Frauen leiden an Neurotizismus. Mag sein. Es kann aber auch sein, dass Frauen trotz hoher Intelligenz mit ständigen Konkurrenzsituationen, samt Intrigen und Mobbing am Arbeitsplatz einfach mehr Mühe haben, da sie vielleicht einfach verwundbarer sind. Wenn dann noch ein Kind krank ist und die Mutter langsam dement wird, ist Frau schnell am Anschlag. Besonders da alle zwischenmenschlichen und haushälterischen Belange immer noch fast alleine auf ihren Schultern liegen; und sie für das Funktionieren alleine zuständig ist. Ausserdem ist der Druck auf Frauen und Mütter in den letzten 20 Jahren enorm gewachsen. Sie soll überall “ihren Mann” stellen, hübsch sein, immer charmant lächeln und gefälligst glücklich sein, dass sie überhaupt arbeiten darf. Das mag einen gewissen Neurotizismus hervorbringen.

Sabine Schönfeld / 03.08.2019

Das tägliche Frauenbashing gibt uns heute - geht es jetzt besser? Es gibt tatsächlich nicht ein Persönlichkeitsmodell, sondern viele konkurrierende. Und erstens sind diese Eigenschaften willkürlich definiert, wer sagt schon was “verträglich” bedeutet?
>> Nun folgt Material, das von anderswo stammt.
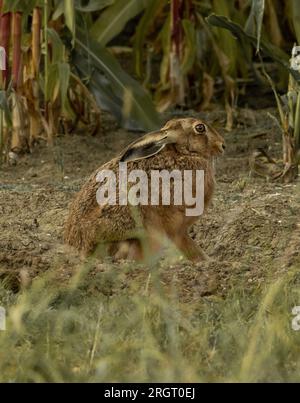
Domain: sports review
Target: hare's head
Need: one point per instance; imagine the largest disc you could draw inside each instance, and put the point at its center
(189, 136)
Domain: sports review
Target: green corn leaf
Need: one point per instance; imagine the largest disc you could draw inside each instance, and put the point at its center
(137, 110)
(255, 20)
(270, 50)
(69, 12)
(190, 49)
(147, 19)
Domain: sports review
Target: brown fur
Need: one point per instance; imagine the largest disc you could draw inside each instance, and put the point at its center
(123, 229)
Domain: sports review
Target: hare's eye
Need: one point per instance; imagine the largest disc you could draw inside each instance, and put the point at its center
(200, 128)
Also haben wir schon einmal das Problem der Definition - für die einen ist ein verträglicher Mensch jemand, der sich alles gefallen lässt, mit Magengeschwüren. Für jemand anderen hat dieser die Kompetenz zu streiten und in jedem Fall seine Außengrenzen zu verteidigen - das Miteinander wird so verhandelt und man findet Kompromisse. Verträglich könnte auch bedeuten, dass der Mensch zwar nicht in offenem Konflikt steht, aber seine Ziele durch Intrigen erreicht. Dann haben wir das Problem der Messbarkeit, was ist denn konkret ein Zeichen für Verträglichkeit? Und wie messe ich den Grad dessen? Jede Art der Psychologie, die mit Zuschreibungen arbeitet, ist in meiner Sicht darüber hinaus längst gescheitert. Der Mensch ist hochkomplex, die Reduktion auf gerade mal fünf Eigenschaften einfach nur lächerlich. Weiterhin geht das Modell ausschließlich von diesen wie auch immer gemessenen Persönlichkeitseigenschaften aus aber nicht von der komplexen Interaktion mit der Umwelt. Modelle, die den Menschen ohne sein soziales Umfeld, nahes Umfeld aber vor allem auch gesamtgesellschaftliche Faktoren und Einflüsse sehen und dadurch auch die Sozialisation einbeziehen, sind von vorgestern und längst gescheitert. Welche Rolle wird von einem Menschen in einer Gesellschaft erwartet und wie beinflusst ihn das? Auch das ist schon in keinen zwei Gesellschaften gleich. Es gibt in der Psychologie übrigens auch emanzipatorische Modelle, von denen alle profitieren, Männer wie Frauen. Die Zuschreibung von Eigenschaften hilft niemandem und ist vor allem schädlich. Ich würde übrigens beim nächsten Mal gleich: “Über den physiologischen Schwachsinn des Weibes” von Julius Möbius empfehlen. Damit geht dumpfplumpes Frauenbashing noch viel besser.

Gereon Stupp / 03.08.2019

»... segensreich ergänzen« — ist natürlich nicht nur wünschenswert, sondern der eigentliche Zweck dessen, was die Evolution da geschaffen hat. Aber es läßt sich mit dem »dividere« der Geschlechter halt so schön »imperare« — Mann und Weib, und Weib und Mann, reichen an die Gottheit an. Mehr Mozart und weniger Merkel tät schon helfen.